While the leadership of the Catholic church and others rail against the New York same-sex marriage bill, other religious leaders say "there are some among us who are using religion as a smokescreen to hide their intolerance, choosing to misstate the plain language of the bill and falsely claiming that it fails to protect religious practice.". Among those is Bishop Prince Singh of the Episcopal Diocese of Rochester.

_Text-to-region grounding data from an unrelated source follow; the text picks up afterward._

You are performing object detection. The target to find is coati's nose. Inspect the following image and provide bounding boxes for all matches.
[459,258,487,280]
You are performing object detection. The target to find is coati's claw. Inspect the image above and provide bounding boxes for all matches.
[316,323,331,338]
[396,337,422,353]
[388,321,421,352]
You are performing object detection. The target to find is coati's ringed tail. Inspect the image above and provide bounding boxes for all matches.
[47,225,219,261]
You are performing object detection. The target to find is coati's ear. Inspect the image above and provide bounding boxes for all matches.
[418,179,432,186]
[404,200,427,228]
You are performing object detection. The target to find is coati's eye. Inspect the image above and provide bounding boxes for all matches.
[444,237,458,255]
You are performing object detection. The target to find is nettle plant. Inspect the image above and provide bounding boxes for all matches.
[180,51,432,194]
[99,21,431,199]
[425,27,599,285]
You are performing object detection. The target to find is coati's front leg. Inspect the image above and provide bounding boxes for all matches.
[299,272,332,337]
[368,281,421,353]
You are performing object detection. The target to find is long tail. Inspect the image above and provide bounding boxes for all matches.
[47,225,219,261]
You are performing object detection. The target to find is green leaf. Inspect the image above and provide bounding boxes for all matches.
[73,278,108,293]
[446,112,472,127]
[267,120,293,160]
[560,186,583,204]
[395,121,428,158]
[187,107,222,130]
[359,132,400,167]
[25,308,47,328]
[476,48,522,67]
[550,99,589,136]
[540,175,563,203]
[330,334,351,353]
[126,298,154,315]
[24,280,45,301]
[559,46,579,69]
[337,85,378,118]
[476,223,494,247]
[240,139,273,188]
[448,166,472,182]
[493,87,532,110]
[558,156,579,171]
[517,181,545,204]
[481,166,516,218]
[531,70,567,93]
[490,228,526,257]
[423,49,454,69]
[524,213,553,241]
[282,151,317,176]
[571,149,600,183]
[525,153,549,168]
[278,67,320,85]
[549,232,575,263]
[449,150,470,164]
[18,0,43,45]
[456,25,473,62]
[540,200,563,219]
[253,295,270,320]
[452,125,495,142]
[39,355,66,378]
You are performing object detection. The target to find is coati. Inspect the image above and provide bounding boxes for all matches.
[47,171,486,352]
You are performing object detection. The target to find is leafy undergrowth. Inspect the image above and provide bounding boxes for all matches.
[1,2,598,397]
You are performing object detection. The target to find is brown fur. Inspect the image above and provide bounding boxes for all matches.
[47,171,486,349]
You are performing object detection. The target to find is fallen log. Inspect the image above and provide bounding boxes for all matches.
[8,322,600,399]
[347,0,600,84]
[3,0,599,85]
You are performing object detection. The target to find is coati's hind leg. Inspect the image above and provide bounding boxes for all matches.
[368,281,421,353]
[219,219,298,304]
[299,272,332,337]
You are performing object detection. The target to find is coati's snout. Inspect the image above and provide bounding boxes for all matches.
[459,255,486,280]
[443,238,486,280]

From the statement put out by New Yorkers United For Marriage:
Our faith traditions teach us that all people are children of God, deserving of love, dignity and equal treatment, and we the undersigned therefore believe that gay and lesbian New Yorkers in committed, loving relationships should be able to protect each other with the critical safety-net provided by civil marriage. We recognize and respect that not all faiths support marriage equality, and agree that it is appropriate that the proposed marriage equality legislation provides broad protection for religious freedom. Sadly, however, there are some among us who are using religion as a smokescreen to hide their intolerance, choosing to misstate the plain language of the bill and falsely claiming that it fails to protect religious practice. Nothing could be further from the truth: the Governor’s bill specifically provides that no clergy, house of worship or denomination would be forced to perform same-sex marriages or make their facilities available to same-sex couples for marriage ceremonies, receptions or other functions.